Le lotte sociali negli USA non sono l’unica motivazione espressa dai giocatori. Altrettanti dubbi stanno emergendo anche sul funzionamento della “bolla” di Orlando e sulle limitazioni che imporrà ai movimenti dei giocatori, che saranno essenzialmente costretti a rimanere a Disney World senza contatti esterni per un minimo di 35-40 giorni e un massimo di 82 (per le squadre finaliste). A far storcere il naso a molti giocatori anche sui social è stata soprattutto la notizia che lo staff di Disney World non verrà sottoposto ai tamponi continui che invece i giocatori dovranno sostenere e potrà entrare e uscire da Disney World senza un periodo di quarantena. "Percio… non è una bolla" ha scritto J.J. Redick su Twitter commentando un articolo di NBC Sports che spiegava i protocolli a cui saranno sottoposti i membri dello staff di Disney World, suscitando le risate di Joe Ingles (“Una bolla con diversi buchi”) e la “confusione” di Jordan Clarkson. Altri giocatori invece hanno sottolineato gli ovvi rischi di contrarre il coronavirus una volta costretti a rimanere nello stesso posto per mesi e altri, come ad esempio Donovan Mitchell, il rischio di infortuni gravi dopo così tanto tempo di inattività, mettendo in pericolo — come nel suo caso, visto che in off-season potrebbe firmare un’estensione salariale — i contratti che firmeranno in futuro. 

 

La conclusione della call: "Prendiamo una decisione tutti assieme"

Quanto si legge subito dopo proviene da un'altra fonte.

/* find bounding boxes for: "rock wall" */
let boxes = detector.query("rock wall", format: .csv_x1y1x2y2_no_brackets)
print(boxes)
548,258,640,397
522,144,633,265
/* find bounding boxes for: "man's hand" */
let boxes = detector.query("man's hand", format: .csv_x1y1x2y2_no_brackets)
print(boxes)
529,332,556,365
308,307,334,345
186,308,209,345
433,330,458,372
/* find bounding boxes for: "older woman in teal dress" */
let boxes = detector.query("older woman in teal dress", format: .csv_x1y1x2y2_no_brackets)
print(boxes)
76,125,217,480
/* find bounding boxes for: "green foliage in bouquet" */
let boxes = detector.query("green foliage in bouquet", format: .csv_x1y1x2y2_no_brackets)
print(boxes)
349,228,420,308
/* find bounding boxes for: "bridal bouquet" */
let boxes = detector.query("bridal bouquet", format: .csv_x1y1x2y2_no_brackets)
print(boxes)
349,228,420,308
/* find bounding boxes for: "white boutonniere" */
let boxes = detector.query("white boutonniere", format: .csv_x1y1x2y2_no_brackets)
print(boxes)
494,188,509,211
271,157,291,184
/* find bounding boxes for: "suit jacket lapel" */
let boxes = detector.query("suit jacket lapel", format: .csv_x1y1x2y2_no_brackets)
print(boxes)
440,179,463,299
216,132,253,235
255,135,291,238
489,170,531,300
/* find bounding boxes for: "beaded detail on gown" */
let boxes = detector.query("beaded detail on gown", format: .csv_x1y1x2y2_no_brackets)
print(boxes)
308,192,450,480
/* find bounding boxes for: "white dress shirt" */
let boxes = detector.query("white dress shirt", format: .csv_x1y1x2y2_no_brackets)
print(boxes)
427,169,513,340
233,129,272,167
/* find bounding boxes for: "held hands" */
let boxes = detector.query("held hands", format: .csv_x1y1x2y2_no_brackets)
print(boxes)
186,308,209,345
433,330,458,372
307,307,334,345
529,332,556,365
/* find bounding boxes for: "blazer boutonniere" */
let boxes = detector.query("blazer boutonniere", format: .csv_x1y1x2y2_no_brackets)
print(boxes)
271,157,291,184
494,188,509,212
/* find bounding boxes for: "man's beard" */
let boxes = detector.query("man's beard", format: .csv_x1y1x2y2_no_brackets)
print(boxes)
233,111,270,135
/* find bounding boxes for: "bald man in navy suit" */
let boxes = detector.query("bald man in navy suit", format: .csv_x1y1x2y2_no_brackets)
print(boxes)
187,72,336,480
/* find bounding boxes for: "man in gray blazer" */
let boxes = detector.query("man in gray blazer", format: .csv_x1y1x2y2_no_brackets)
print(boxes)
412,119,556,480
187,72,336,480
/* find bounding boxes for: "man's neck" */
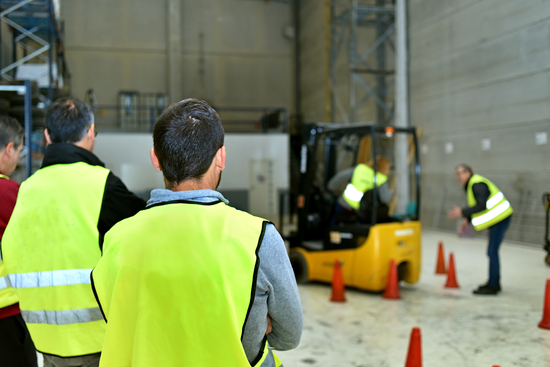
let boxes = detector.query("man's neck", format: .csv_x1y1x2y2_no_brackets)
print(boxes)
170,180,216,192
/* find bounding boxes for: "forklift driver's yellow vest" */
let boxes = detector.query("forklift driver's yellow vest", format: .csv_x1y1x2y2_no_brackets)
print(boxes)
2,162,109,357
0,174,19,308
92,201,280,367
342,163,388,210
466,175,514,231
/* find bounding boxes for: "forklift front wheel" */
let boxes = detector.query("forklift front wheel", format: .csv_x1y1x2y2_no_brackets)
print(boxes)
288,252,309,283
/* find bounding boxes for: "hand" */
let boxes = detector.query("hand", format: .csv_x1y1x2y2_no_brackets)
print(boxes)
447,205,462,219
460,218,469,235
265,315,273,335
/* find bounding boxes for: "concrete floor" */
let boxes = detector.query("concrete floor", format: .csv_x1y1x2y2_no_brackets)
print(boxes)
277,231,550,367
35,231,550,367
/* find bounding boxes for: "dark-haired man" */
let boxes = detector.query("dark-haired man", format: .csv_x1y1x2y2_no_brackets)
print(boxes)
2,98,145,367
0,116,37,367
448,164,514,295
92,99,302,367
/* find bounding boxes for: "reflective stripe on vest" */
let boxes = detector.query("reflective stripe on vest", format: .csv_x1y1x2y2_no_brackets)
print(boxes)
466,175,514,231
344,183,365,203
342,163,388,210
9,269,92,288
0,277,10,289
92,202,277,367
21,307,103,325
472,200,510,227
0,196,19,309
2,162,109,357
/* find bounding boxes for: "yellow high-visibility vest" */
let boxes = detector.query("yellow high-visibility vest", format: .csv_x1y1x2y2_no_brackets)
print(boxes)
0,173,19,308
466,175,514,231
2,162,109,357
342,163,388,210
92,202,280,367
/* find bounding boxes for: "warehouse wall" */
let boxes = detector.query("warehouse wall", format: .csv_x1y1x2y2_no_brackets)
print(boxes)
300,0,330,122
410,0,550,244
61,0,293,122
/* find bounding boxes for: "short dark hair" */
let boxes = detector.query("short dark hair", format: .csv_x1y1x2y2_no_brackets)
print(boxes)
153,98,224,188
0,116,25,150
455,163,474,175
46,97,94,143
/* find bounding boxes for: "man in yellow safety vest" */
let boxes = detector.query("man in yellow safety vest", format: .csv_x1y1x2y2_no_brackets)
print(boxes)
327,156,393,224
0,98,145,367
448,164,514,295
92,99,302,367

Dopo la call di circa un’ora e mezza, in ogni caso, tutti i giocatori hanno espresso la necessità di creare un fronte unito e comune, qualsiasi sia la decisione finale: secondo quanto scritto da Yahoo Sports, lo stesso Irving ha dichiarato che supporterà qualsiasi decisione l’associazione prenda. "Se vale il rischio, allora andiamo a Orlando. Ma se non vi sta bene, è ok lo stesso. Abbiamo opzioni in entrambi i casi. Troviamo un terreno comune come una famiglia e procediamo assieme". Con il ritorno dei giocatori internazionali nelle città di riferimento previsto per lunedì e quello dei giocatori rimasti negli USA per la settimana successiva, il tempo di decidere definitivamente si avvicina sempre di più.